Overtime Pay recovery for Tugboat Captains and Deckhands
From 2007 to 2011, GRT Wage and Hour lawyers successfully litigated overtime pay claims for individual tugboat Captains and deckhands against a stubborn Bay Area employer who insisted on relying on the idea that a federal ‘seaman’s exemption’ to overtime pay not only applied, but overruled or ‘preempted’ CA overtime pay requirements – – even though the vast majority of the work performed was done entirely within the San Francisco Bay waters. Ultimately the CA Court of Appeal upheld the idea that California can establish and enforce their own laws regarding overtime pay, separate and apart from federal wage law.

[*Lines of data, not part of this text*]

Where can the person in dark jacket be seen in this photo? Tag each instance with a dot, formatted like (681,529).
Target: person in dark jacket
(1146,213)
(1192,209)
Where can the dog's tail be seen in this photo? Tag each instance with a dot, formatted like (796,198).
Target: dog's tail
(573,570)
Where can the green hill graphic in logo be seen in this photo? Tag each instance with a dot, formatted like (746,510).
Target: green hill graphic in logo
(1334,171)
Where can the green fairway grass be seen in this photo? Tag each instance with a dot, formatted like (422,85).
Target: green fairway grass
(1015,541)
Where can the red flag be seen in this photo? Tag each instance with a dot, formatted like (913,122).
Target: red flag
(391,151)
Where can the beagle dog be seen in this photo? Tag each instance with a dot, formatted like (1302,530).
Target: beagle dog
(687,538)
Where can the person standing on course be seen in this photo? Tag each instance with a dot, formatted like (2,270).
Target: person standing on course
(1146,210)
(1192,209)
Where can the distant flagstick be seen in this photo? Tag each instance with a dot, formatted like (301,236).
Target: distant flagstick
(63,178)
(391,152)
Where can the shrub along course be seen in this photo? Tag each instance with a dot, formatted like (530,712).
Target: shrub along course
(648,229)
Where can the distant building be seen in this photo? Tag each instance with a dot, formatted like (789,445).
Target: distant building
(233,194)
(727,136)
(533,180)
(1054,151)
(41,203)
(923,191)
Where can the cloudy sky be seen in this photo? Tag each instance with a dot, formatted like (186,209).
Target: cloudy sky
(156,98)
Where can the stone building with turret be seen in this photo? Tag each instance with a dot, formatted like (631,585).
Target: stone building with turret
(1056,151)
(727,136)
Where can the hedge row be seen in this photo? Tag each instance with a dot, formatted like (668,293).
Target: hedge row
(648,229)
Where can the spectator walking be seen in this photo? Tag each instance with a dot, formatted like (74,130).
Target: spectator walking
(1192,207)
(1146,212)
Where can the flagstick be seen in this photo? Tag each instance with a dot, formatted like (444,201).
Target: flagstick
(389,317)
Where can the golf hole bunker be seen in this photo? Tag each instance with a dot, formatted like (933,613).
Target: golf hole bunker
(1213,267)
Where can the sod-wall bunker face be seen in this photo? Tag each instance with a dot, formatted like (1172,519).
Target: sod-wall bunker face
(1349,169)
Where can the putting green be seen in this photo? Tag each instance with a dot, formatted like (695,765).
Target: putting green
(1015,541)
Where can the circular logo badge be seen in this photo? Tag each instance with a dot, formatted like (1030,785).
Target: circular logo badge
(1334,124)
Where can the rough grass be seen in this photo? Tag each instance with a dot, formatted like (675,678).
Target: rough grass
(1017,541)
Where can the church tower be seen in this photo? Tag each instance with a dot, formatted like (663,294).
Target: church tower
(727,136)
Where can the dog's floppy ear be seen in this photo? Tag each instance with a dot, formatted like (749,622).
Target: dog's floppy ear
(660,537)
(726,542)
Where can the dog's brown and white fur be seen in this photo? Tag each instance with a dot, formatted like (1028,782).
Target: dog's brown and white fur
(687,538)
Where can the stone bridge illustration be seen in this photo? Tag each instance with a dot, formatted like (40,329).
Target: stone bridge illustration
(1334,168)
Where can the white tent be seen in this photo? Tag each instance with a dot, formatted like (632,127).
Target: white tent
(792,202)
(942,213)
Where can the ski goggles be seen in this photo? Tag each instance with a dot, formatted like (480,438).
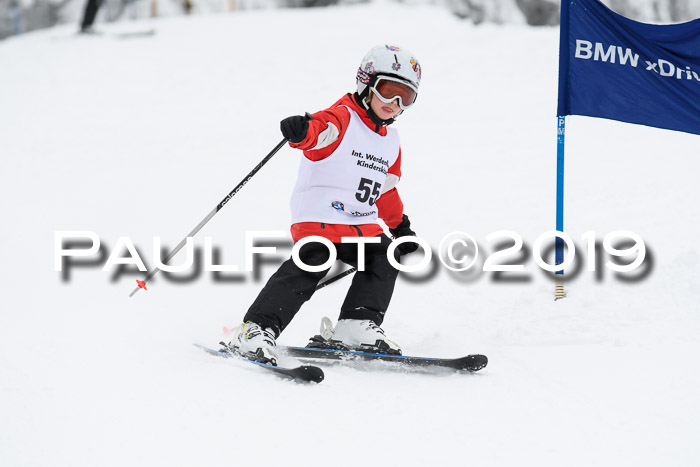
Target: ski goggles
(388,88)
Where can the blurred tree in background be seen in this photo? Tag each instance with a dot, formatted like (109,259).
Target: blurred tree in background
(26,15)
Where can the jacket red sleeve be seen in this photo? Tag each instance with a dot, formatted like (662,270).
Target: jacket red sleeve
(389,204)
(326,131)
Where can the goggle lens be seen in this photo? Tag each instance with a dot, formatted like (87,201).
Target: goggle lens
(388,90)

Class Action for Off-The-Clock Pay for Sacramento County Waste Water Treatment Plant Operators
GRT Wage and Hour lawyers are presently litigating a class action for 100 or more Sacramento County Waste Water Treatment Plant Operators (WTPOs) seeking overtime pay based on enforcement of their collective bargaining agreement with the County and seeking straight-time/minimum wage pay under CA statutes. The pay sought is for unpaid pre-shift time spent donning protective gear/ clothing at the treatment plant, traveling out to assigned posts at the plant, and briefing to prepare for their work – – all done prior to the beginning of the employees’ scheduled, paid work shifts.
CA Highway Patrol Salary Stipend Achieved based on FLSA Overtime violations for Donning and Doffing protective gear
In 2006 GRT Wage and Hour lawyer helped the California Association of Highway Patrolmen (CAHP) obtain a 3.5 % pay stipend from the California Highway Patrol (CHP) based on unpaid pre and post shift time spent donning (‘putting on’) and doffing (‘taking off’) special protective gear and related time.
Labor Commissioner Wage Claims
GRT Wage and Hour lawyers have successfully represented, and continues to represent many individual employees AND employers in Labor Commissioner wage claims throughout the state.